La pantalla sexuada/The Gendered Screen focuses on five topics that are central to feminist film theory (i.e., space, authorship, pleasure, body and violence) in an attempt to reveal the gendered dynamics that have been used in movies to expropriate the feminine and with the goal of studying the gradual process of re-appropriation of a space, a gaze and an agency.

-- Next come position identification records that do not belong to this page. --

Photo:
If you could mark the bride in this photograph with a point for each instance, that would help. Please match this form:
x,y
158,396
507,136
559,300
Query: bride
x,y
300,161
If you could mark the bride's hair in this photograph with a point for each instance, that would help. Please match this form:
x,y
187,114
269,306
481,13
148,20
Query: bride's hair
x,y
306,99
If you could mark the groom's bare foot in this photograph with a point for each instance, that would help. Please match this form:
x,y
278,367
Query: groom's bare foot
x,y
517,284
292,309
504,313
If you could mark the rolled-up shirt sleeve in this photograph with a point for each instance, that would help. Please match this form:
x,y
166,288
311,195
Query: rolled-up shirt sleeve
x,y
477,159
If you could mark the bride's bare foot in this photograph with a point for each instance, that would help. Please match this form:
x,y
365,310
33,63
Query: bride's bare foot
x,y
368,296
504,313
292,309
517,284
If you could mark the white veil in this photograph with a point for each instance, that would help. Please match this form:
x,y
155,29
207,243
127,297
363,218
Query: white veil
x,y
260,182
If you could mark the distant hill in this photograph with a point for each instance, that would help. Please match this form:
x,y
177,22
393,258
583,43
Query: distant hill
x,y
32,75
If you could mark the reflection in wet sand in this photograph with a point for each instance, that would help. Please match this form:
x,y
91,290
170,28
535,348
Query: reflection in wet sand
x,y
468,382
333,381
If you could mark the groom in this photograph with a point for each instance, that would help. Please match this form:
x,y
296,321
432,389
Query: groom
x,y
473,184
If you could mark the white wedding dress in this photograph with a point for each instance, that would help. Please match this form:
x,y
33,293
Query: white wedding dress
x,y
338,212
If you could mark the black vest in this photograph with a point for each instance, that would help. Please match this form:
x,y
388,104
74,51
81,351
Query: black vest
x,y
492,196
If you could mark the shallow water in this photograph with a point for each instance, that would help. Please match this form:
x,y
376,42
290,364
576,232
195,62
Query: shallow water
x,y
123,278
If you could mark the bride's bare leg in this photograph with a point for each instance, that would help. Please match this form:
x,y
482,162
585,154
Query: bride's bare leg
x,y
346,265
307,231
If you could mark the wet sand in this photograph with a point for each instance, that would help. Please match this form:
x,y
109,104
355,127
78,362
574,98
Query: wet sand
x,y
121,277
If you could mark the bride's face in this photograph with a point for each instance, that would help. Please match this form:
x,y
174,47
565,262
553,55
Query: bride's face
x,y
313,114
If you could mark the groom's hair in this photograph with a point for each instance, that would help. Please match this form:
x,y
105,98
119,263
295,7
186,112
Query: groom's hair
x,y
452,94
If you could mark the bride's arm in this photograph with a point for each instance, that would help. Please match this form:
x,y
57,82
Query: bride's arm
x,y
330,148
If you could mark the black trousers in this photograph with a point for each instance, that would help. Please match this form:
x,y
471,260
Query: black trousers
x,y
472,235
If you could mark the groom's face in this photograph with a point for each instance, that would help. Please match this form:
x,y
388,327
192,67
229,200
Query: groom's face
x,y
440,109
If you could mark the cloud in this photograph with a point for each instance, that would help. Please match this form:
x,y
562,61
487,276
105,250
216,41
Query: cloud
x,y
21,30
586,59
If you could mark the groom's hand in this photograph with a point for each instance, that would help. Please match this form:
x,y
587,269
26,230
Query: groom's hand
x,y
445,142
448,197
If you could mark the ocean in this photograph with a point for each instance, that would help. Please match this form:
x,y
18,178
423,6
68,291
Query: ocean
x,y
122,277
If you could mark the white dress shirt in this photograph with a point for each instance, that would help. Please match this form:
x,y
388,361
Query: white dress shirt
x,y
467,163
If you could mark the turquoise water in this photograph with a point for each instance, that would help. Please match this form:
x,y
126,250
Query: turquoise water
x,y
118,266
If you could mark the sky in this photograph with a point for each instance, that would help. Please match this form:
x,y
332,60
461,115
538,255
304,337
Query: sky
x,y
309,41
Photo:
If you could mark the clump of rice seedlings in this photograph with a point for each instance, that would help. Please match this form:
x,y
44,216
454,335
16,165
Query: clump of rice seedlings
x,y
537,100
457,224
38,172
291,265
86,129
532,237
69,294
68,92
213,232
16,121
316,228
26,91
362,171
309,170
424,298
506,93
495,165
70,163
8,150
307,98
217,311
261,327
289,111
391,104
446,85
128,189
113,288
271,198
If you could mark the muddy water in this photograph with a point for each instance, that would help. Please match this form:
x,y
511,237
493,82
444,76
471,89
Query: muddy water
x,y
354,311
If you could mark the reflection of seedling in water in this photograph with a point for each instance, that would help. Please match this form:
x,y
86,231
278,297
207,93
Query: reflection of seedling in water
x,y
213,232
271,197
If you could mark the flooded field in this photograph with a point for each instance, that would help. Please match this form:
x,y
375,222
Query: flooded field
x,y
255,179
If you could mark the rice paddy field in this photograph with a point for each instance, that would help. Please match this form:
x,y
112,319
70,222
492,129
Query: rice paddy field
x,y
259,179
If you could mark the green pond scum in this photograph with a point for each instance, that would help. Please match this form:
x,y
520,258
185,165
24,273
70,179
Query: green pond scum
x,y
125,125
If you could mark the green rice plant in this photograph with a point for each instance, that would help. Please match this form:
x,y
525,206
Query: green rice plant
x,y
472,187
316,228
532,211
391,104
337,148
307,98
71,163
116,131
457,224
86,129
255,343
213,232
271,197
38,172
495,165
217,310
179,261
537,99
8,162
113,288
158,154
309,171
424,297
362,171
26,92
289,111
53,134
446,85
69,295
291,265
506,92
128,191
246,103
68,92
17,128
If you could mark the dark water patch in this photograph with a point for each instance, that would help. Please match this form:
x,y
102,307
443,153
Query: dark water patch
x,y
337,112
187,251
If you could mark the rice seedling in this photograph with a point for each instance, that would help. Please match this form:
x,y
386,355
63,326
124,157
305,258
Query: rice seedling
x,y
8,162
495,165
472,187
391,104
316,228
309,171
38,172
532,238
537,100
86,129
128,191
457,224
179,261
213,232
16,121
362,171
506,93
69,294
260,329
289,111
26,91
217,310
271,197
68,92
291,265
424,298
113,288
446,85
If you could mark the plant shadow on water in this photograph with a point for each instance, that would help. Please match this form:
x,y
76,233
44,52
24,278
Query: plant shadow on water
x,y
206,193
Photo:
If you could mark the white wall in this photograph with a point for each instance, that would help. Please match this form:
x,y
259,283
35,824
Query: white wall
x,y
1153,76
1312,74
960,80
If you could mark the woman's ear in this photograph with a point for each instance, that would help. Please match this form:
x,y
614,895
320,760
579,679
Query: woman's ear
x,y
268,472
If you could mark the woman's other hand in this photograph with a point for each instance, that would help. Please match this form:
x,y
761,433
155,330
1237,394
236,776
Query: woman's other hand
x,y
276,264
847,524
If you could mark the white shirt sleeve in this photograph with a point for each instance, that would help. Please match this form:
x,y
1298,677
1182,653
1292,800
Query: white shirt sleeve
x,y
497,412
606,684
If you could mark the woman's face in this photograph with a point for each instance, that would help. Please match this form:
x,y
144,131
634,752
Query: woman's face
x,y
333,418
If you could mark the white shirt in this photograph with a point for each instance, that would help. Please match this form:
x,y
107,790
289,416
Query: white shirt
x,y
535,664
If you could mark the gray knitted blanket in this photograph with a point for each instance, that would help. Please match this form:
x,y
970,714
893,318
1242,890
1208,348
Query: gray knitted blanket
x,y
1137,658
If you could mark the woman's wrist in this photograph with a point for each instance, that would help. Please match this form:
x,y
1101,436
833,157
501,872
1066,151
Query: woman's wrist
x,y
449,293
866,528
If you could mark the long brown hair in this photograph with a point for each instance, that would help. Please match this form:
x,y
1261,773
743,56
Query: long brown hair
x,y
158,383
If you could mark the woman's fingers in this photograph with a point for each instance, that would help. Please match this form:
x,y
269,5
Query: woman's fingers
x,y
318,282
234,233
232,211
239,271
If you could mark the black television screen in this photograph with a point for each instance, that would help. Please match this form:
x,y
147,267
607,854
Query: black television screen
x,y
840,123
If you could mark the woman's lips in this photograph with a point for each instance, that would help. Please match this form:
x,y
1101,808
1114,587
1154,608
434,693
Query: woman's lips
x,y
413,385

She is the founder and director of the Gynocine Project, a Digital Humanities open source project launched with a seed grant of the University of Massachusetts in 2011, with the aim of increasing the visibility of women's cinema. The term of her coinage "gynocine" is an alternative to the limiting labels that have dominated the discussions on women-directed cinema. According to Pérez Villanueva, Zecchi understands "gynocine" as a "theoretical and practical tool that allows for a feminist reading of any film regardless of the gender of the author".

Zecchi is vice-director of the international multidisciplinary network cinemAGEgender based in Birmingham, England, which studies the intersection of cultural gerontology with gender studies and film studies.

In 2020, her book Desenfocadas (Out of focus) was selected by the Spanish daily national newspaper El Diario as one of the “13 books that have defined the decade".

=== Selected publications ===
- Sexualidad y escritura (1850–2000) (co-edited with Raquel Medina). Barcelona: Anthropos, 2002; ISBN 9788476586372
- La mujer en la España actual ¿Evolución o involución? (co-edited Jacqueline Cruz). Barcelona: Icaria, 2004; ISBN 9788474267051
- Teoría y práctica de la adaptación fílmica. Madrid: Editorial Complutense, 2011; ISBN 9788499381305
- Gynocine: Teoría de género, filmología y praxis cinematográfica Zaragoza: Publicaciones Universidad Zaragoza, 2013; ISBN 9788416935055
- Desenfocadas: cineastas españolas y discursos de género, Barcelona: Editorial Icaria, 2014; ISBN 9788498885682
- La pantalla sexuada, Madrid: Editorial Cátedra, 2015; ISBN 978-84-376-3316-9
- Tras las lentes de Isabel Coixet: género y cine. Zaragoza: Publicaciones Universidad de Zaragoza, Colección Vidas (PUZ), 2017; ISBN 9788498885682
- Gender-Based Violence in Latin American and Iberian Cinemas, (co-edited with Rebeca Maseda and María José Gámez Fuentes), Routledge, London and New York, 2020; ISBN 9781138349476

== Film festivals ==
Zecchi has been involved with national and international film festivals in different capacities. She was a member of the Official Jury of the Film Festival Cines del Sur in Granada, Spain, in 2014, and a member of the Flecos Awards Jury in 2017.

In 2018, she collaborated with Cines del Sur as a film critic and wrote daily film reviews for Caimán Cuadernos de Cine Journal. She participated at MICGénero Film Festival in Mexico in 2016 as a member of the Gender Lab Jury, and in 2018 with Ruby Rich she conducted a workshop on Feminism and Queer Theory. She collaborates with the Massachusetts Multicultural Film Festival, the UMass Latin American Film Festival, and she is the founder and co-curator of the Massachusetts Catalan Film Festival.